NVIDIA GeForce GTX 460 1GB & GTX 460 768MB Review
Can you believe that after more than a year of rumors, debate and supposition, it has already been over four months after NVIDIA’s GTX 400-series launched? The GTX 480 and GTX 470 are for all intents and purposes are still extremely popular and have shown us their gaming capabilities again and again. Only a few weeks ago these two high end cards were joined by the GTX 465 which was met with a decidedly lukewarm reception from us as well as most other publications. In an effort to move on quickly from that bump in the road, NVIDIA is following up with yet another mid-range card: the GTX 460.
Now we’re sure that some of you may be rolling your eyes towards the ceiling and thinking “not another power hungry, hot and expensive NVIDIA 400-series card”. Believe it or not, we’ll go on record right now by saying that this is one graphics card you'll want to pay attention to because the GTX 460 actually bucks several preconceptions many have had about the GTX 400-series cards. If we don’t yet have your attention, read on and I am sure you’ll start getting excited.
Based off of a GF104 core, the GTX 460 doesn’t sport a 3 billion transistor GF100 with a bunch of disabled cores like the GTX 465 did. Rather, it uses a slimmed down 1.95 billion transistor die which is supposed to offer a much leaner power consumption envelope while being less expensive to produce and extremely compact. The result is beneficial for consumers on a number of fronts, especially considering NVIDIA will be releasing two versions of the GTX 460 right off the bat. There will be a 1GB, 256-bit SKU that will retail for around $230 while a slightly lower-end 768MB, 192-bit product should hit the magical $199 price point. Both are compatible with all of NVIDIA’s “Graphics Plus” technologies including CUDA and 3D Vision Surround which we talked about at length here.
With the current price points as they are, the GTX 460 768MB is directly targeting the HD 5830’s performance envelope but its price is the same as or slightly below that of most HD 5830 cards on the market. Meanwhile, the $230 GTX 460 1GB is aiming to bridge the sometimes-miniscule gap between the HD 5830 and the higher-end HD 5850s. This also bodes well for those of you who held off buying the $270 GTX 465 since as you will see on the next pages, there are several areas in which this new card has the 465 beat clean in the specs department. Just be aware that in preparation for the GTX 460 landing on store shelves, several of NVIDIA’s board partners have effectively cut the price of their GTX 465s to around $255.

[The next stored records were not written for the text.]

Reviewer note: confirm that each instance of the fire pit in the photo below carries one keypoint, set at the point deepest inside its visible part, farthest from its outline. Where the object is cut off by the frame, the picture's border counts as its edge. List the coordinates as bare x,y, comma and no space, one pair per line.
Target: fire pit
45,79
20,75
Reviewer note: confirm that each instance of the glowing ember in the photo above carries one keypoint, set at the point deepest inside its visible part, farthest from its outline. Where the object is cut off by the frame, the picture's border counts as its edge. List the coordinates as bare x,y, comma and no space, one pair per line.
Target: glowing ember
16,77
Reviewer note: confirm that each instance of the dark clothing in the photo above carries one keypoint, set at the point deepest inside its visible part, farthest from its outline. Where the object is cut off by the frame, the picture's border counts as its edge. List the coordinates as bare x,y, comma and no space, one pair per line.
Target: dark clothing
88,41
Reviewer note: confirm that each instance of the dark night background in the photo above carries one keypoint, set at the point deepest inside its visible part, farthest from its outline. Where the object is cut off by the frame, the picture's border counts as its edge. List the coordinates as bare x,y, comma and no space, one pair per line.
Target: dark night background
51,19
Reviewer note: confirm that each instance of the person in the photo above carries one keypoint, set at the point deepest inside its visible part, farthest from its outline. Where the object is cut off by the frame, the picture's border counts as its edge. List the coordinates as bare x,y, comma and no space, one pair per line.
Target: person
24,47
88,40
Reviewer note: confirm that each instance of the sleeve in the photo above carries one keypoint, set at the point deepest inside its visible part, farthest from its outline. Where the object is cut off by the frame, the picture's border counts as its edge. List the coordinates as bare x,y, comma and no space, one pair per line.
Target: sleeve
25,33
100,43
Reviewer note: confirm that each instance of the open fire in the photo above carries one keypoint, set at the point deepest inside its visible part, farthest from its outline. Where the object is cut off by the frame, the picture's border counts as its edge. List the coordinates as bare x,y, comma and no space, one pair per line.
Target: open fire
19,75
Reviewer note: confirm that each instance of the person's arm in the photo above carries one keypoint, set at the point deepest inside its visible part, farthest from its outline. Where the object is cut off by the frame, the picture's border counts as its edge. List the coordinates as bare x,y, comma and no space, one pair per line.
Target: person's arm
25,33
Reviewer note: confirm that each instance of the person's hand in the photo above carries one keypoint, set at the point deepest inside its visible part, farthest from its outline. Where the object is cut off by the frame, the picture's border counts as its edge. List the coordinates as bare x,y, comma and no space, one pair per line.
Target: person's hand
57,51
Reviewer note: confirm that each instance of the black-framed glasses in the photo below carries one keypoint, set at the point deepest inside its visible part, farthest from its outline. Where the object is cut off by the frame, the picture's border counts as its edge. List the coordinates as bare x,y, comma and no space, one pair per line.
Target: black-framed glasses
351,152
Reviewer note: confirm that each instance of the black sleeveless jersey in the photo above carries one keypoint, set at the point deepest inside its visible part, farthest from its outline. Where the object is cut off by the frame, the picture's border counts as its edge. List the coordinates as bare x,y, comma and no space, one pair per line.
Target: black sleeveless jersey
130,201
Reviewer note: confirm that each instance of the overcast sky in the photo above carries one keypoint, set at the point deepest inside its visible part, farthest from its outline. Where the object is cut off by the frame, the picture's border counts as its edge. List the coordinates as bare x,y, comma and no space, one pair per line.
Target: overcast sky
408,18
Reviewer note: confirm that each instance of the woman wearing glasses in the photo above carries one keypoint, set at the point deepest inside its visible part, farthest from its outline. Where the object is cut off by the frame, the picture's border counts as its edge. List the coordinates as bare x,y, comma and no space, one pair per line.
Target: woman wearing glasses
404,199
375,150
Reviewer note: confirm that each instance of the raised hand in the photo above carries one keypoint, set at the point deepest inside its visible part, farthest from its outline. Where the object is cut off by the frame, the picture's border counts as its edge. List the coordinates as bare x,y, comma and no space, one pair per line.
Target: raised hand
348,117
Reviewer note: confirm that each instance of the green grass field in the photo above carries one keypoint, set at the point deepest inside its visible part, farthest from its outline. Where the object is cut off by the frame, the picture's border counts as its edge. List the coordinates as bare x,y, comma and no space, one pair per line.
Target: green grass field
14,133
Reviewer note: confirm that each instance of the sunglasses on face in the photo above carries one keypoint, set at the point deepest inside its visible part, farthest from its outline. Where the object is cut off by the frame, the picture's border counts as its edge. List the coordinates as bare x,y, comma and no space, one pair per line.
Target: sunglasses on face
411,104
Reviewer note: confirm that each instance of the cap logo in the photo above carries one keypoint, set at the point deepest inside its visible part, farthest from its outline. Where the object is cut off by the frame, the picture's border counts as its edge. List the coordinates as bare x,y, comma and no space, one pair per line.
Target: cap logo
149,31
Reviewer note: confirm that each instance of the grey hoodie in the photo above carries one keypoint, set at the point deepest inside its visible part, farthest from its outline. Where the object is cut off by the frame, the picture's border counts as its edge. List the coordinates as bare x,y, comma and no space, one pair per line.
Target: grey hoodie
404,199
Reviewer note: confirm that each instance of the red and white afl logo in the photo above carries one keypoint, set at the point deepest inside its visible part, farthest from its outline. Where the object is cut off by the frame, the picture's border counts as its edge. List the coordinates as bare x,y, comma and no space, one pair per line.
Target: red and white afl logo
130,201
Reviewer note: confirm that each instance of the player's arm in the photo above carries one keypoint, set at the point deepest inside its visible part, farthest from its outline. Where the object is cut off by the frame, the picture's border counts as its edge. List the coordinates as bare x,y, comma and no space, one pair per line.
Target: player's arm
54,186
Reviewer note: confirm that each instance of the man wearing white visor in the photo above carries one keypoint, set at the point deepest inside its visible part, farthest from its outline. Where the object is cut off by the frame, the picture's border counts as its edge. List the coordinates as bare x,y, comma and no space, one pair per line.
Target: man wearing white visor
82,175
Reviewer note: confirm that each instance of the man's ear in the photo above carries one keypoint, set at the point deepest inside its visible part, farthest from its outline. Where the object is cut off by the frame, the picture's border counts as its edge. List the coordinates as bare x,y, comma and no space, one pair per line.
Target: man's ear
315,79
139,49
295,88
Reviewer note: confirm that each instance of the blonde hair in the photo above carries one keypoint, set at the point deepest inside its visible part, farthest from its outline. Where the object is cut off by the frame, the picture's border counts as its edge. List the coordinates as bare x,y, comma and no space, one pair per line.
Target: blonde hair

On a final note it is important to note that while we are reviewing both the 768 MB and 1GB cards in this article, it is quite likely that only the 768MB cards will be widely available come launch time. The 1GB cards will slowly trickle in throughout this week with wide availability on the week of July 19th.
All in all, the GTX 460 looks like a worthy successor its predecessors but the biggest question is whether it can actually surpass the higher end cards when it comes to capturing the attention of a market that has been waiting a long time for a proper sub-$250 GPU.